Affording a home in high-priced Hawaii can be a challenge no matter what age you are. For millennials, it may seem downright impossible.
A new study ranks the Aloha State dead last in the nation in affordability for millennials, who are now in their 20s and 30s. Affordability has contributed to the islands’ “Brain Drain,” with young, local people leaving for better job opportunities and lower-priced living on mainland. In fact, Hawaii’s population declined slightly from 2017 to 2018.
The affordability study by WalletHub, a personal-finance website, ranked Hawaii No. 36 overall best state for millennials, boosted by a No. 4 ranking in the education and health category. The top state overall was Massachusetts, and the worst was West Virginia.
Despite the hurdles of student debt, lower pay and some having to enter the workforce in the wake of the Great Recession, millennials still represent the largest share of homebuyers of any generation at 37%, according to a new report by the National Association of Realtors.
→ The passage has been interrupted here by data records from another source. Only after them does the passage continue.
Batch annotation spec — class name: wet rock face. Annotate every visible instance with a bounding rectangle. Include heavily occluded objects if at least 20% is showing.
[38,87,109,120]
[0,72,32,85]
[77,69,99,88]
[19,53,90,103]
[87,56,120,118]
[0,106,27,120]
In Hawaii, we need to encourage our millennials to stay home. To keep our economy healthy and our families happy, we need them to have good-paying jobs here, buy homes here, have their children here and thrive here.
If you’re a millennial, here are some tips to help achieve homeownership in Hawaii:
1) Put a financial plan in place to bring down debt and save money. We know you have massive student loans and it’s hard to save. Try to pay down those loans and avoid racking up more debt, such as credit cards and car loans. To buy a home, you’ll need to make some financial sacrifices, and we’re not talking cutting out avocado toast. Set a goal of how much you can save and figure out how long it will take. And keep your credit strong.
2) Be realistic with your budget and expectations. Your first home likely won’t be your “forever home.” You have to start somewhere, so figure out your “must haves,” versus your “nice to haves.” You might not be able to afford a unit in that posh, new high-rise Kakaako condo with an infinity pool, yoga studio and theater just yet. But that older tower in Makiki, or that walk-up in Kapahulu might be manageable for your budget.
3) Ask your family for help. If you are able to get financial assistance from family members, don’t be afraid to ask. Monetary gifts from your parents, grandparents or favorite auntie (which needs to be documented for the lender) could help you achieve homeownership, get a nicer place, qualify for a better rate or avoid paying mortgage insurance. And of all the reasons you could hit up your folks up for money, buying your own place (and finally getting out of their home) will probably be one of the most welcomed.
4) Think monthly payment instead of price. Don’t set your limits based on solely price because two condos or houses with the same price could differ by several hundreds of dollars after factoring in the maintenance fees, property taxes and insurance. For example, Condo A and Condo B could both be $500,000. But the maintenance fee may be $400 a month higher for Condo A. That would make Condo B much more affordable than Condo A. Consider your total monthly housing payment instead of focusing on price.
5) Understand low mortgage rates won’t be here forever. Ask your parents what interest rate they had when they bought their first home and you may be surprised to find some may have paid in the double digits. It’s like charging your home on a credit card. Granted, a modest home didn’t cost $800,000 when they first bought. While rates have moved above 4% in the past year, they have recently softened and are still very low historically.
6) Find your Dream Team. Hiring the right real estate agent and loan officer early to help guide you through the homebuying process will make your search much more efficient and manageable. It will also save time and money. Ask a lot of questions. You will learn about neighborhoods, home values and the Hawaii Purchase Contract. Remember, there are no costs or fees in hiring an agent to help you find a home. Your agent gets paid at the close of your transaction from the commissions paid for by the seller.